Dabei wird längst der Großteil kommunalen und regionalen Handelns von europäischer Politik und Gesetzgebung beeinflusst, nämlich zu ca. 80%, ungeachtet des gültigen Subsidiaritätsprinzips. Immer mehr Rechtsnormen und -vorgaben der EU für das gesellschaftliche System gehen zu Lasten der Kommunen und ihrer lokalen Entscheidungs- und Handlungskompetenz, bis hin zu Verpflichtung europaweiter Ausschreibung von Aufträgen und größeren Beschaffungen. Die EU steckt ihre Finger bis in kommunale Unternehmen wie Sparkassen oder Stadtwerke und Wasserversorger.
Dabei bedeutet Subsidiarität (als Kompetenzhierarchie von unten nach oben) eigentlich für die Kommunen und Regionen, nicht immer mehr Aufgaben von der EU als oberster und bürgerfernster Ebene bestimmen oder wegnehmen zu lassen, sondern dass mehr Verantwortung und Entscheidungskompetenz von oben nach unten delegiert wird. Auch die Mehrzahl der Landes- und Bundesgesetze spiegeln nur umzusetzendes EU-Recht, das von Kommunen einzuhalten und vor Ort durchzusetzen ist.
Auch die EU-Förderung kommunaler und regionaler Projekte über EU-Programme oder Fonds gängelt die Kommunen und nimmt so auf Kommunalpolitik und Kultur Einfluss, und das mit Milliardenbeträgen jährlich nach deren strengen Vorgaben und Auflagen (teilweise verwaltet von Land und Bund für die Kommunen). Dagegen wären eigene regionale Budgets aus EU-Mitteln für die Kommunen ohne Gängelung sinnvoll, mit eigenen demokratischen Entscheidungsspielräumen für deren Verwendung.
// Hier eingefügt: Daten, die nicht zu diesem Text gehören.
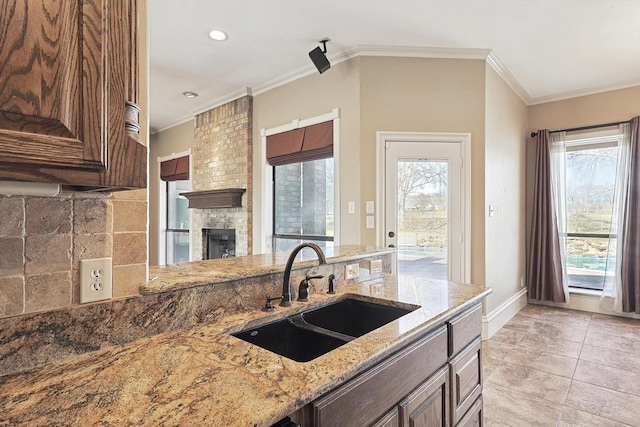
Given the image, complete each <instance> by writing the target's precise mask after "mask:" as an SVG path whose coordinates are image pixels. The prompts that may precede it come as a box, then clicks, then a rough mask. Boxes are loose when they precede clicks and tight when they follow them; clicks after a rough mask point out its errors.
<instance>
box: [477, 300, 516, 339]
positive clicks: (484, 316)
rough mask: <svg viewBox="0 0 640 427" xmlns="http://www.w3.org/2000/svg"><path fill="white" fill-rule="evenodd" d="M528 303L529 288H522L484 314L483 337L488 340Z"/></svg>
mask: <svg viewBox="0 0 640 427" xmlns="http://www.w3.org/2000/svg"><path fill="white" fill-rule="evenodd" d="M526 305H527V289H526V288H525V289H520V290H519V291H518V292H517V293H516V294H515V295H513V296H512V297H511V298H509V299H508V300H506V301H505V302H503V303H502V304H500V306H499V307H498V308H496V309H495V310H493V311H492V312H491V313H489V314H487V315H485V316H482V339H483V340H488V339H489V338H491V337H492V336H493V335H494V334H495V333H496V332H498V330H500V328H502V327H503V326H504V325H506V324H507V322H508V321H509V320H511V319H512V318H513V316H515V315H516V314H518V312H519V311H520V310H522V309H523V308H524V307H525V306H526Z"/></svg>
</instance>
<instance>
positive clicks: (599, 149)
mask: <svg viewBox="0 0 640 427" xmlns="http://www.w3.org/2000/svg"><path fill="white" fill-rule="evenodd" d="M617 158H618V136H617V135H615V136H605V137H592V138H583V139H578V140H573V141H569V140H568V141H567V143H566V209H567V239H566V267H567V276H568V281H569V287H571V288H582V289H594V290H602V289H603V288H604V282H605V271H606V269H607V259H608V256H610V255H615V254H609V250H610V249H609V248H612V247H615V245H612V244H611V243H613V242H611V240H612V239H615V238H616V235H614V234H611V220H612V212H613V198H614V192H615V182H616V164H617ZM611 260H612V258H609V262H611Z"/></svg>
EU-Eingriffe in unseren Alltag statt Begrenzung von Kontrolle und Macht
Die EU greift täglich von oben in unser Leben da unten ein, von Gesundheitsnormen für unsere Lebensmittel (mit Durchlässigkeit von Gentechnik gegen den Willen der Verbraucher) über Arbeitsbedingungen für Arbeitnehmer (zu Lasten tariflicher Strukturen) bis hin zu nachteiligen Wettbewerbsregeln für die öffentlichen Ausschreibungen und Vergaben der Kommunen (zu Lasten der örtlichen Betriebe, Handwerker und Dienstleister). Statt dass sich Europa über die Köpfe der Bürger hinweg abspielt, muss vielmehr die Begrenzung von Kontrolle und Macht der EU das Kennzeichen parlamentarischer Demokratie sein. Das wird jedoch in der EU ad absurdum geführt.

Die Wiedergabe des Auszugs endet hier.